C'en est sans doute terminé des oppositions homme-machine au plus haut niveau du jeu d'échecs : Vladimir Kramnik a perdu hier la dernière partie de la rencontre qui l'opposait à Deep Fritz, après avoir tenté une ouverture relativement risquée avec les noirs pour tenter d'emporter au moins une victoire, et ainsi égaliser sur l'ensemble de la rencontre.
Mais le miracle n'a pas eu lieu, et alors qu'il avait réussi à équilibrer la position à mi-partie, Kramnik a laissé la machine mettre en place ce qui s'est avéré être un rouleau compresseur le poussant à l'abandon.
Je doute qu'un autre grand maitre s'aventure désormais, en tout cas sous les lampions médiatiques, à jauger ses forces à l'aune de la puissance informatique.

Alors que Kasparov avait perdu il y a un peu moins de dix ans face à un ensemble software/hardware conçu spécifiquement pour l'occasion, cette fois-ci le meilleur joueur humain perd face à un logiciel directement dérivé du produit commercial Fritz 10, tournant en outre sur une machine elle aussi disponible dans le commerce. De nombreux observateurs estiment en outre que Fritz n'est peut-être pas le plus performant des programmes d'échecs, Rybka et Hydra étant jugés meilleurs.

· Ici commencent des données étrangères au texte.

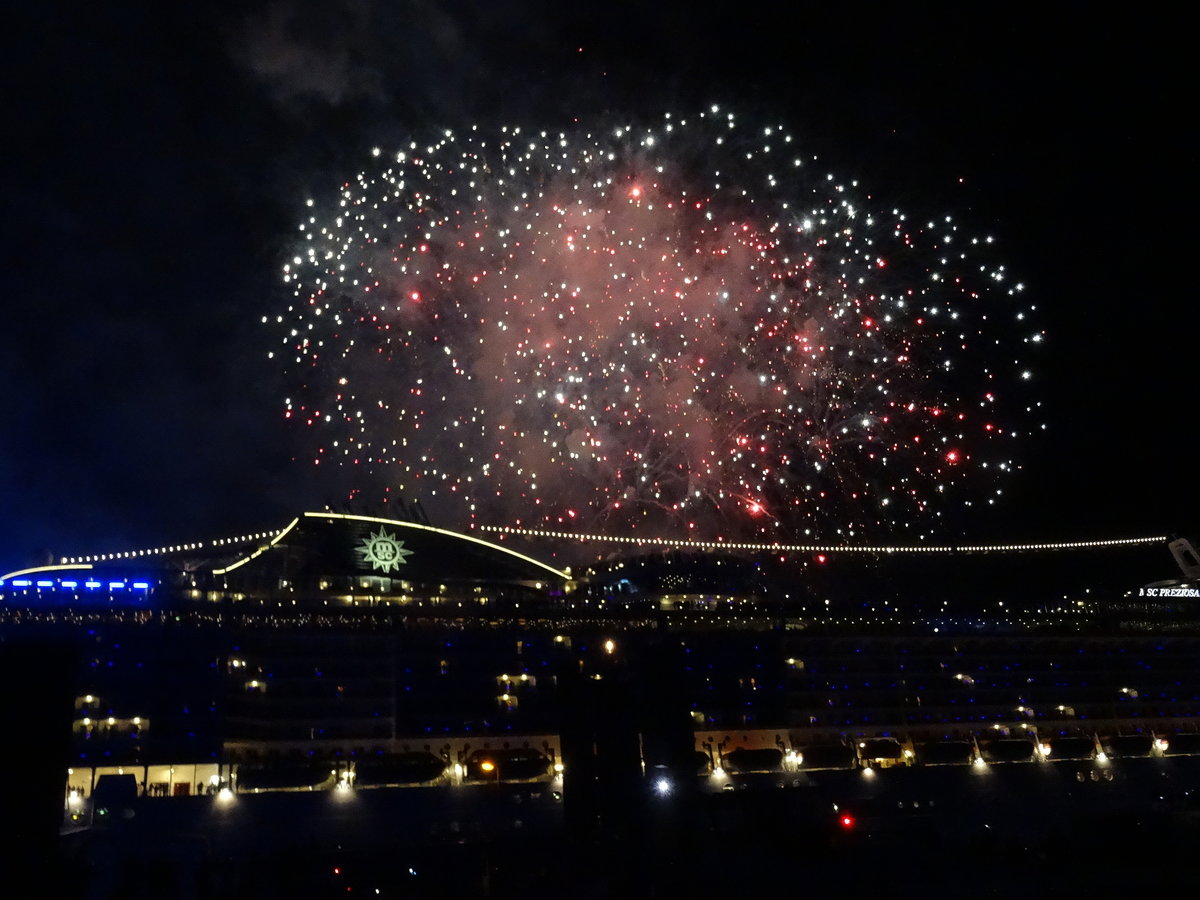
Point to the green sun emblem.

Techniquement, j'avoue être fasciné par le fait que l'on puisse programmer une fonction d'évaluation qui permette de "synthétiser" une position donnée sur un échiquier, à partir d'informations simples (le roi est-il isolé ? y a-t-il deux pions doublés ? qui a le contrôle du centre ? ...), au point de la réduire à une valeur numérique qui seule décidera si la recherche dans cette branche de l'arbre doit continuer ou pas.
Un peu comme si à l'occasion d'une bataille militaire un observateur omniscient pouvait résumer l'ensemble des paramètres de l'affrontement (humains, positionnels, logistiques ...) à une simple valeur. Imaginons Deep Fritz à Waterloo, en 1815, le 18 juin :
- à 14h00, la position de Napoléon est estimée à +0.37
- en milieu d'après-midi, lorsque les Prussiens arrivent, l'estimation descend à -0.45
- à 19h30, malgré les efforts de la Garde Impériale, c'en est fini, l'affichage indique que la position est perdante.

Plus poétiquement, j'aime bien ce commentaire laissé sur le blog "Echecs Info" de Pierre Barthélémy :

Le jeu d'echecs est une guerre d'idees. Quel que soit le niveau de profondeur de l'arbre alpha-beta de l'ordinateur, il n'a *aucune* idee de ce qu'il fait.

La machine n'a pas (encore ?) conscience des mouvements qu'elle exécute, elle n'a pas de plan prévu à l'avance, ne suit pas une démarche stratégique. Elle se contente de s'adapter, de répondre (ou d'attaquer, bien sûr) sur la base de simples considérations tactiques. Ceci dit, elle le fait remarquablement bien, et s'il y a une conclusion à tirer de cette rencontre c'est peut-être précisément que la dimension stratégique n'est pas, aux échecs, prépondérante sur la composante tactique. Les deux ne se regroupent-elle pas, d'ailleurs, sous l'effet de la formidable puissance de calcul de la machine, qui est capable d'appréhender dans sa globalité l'ensemble des rapports de force "locaux" qui ont lieu sur l'échiquier ?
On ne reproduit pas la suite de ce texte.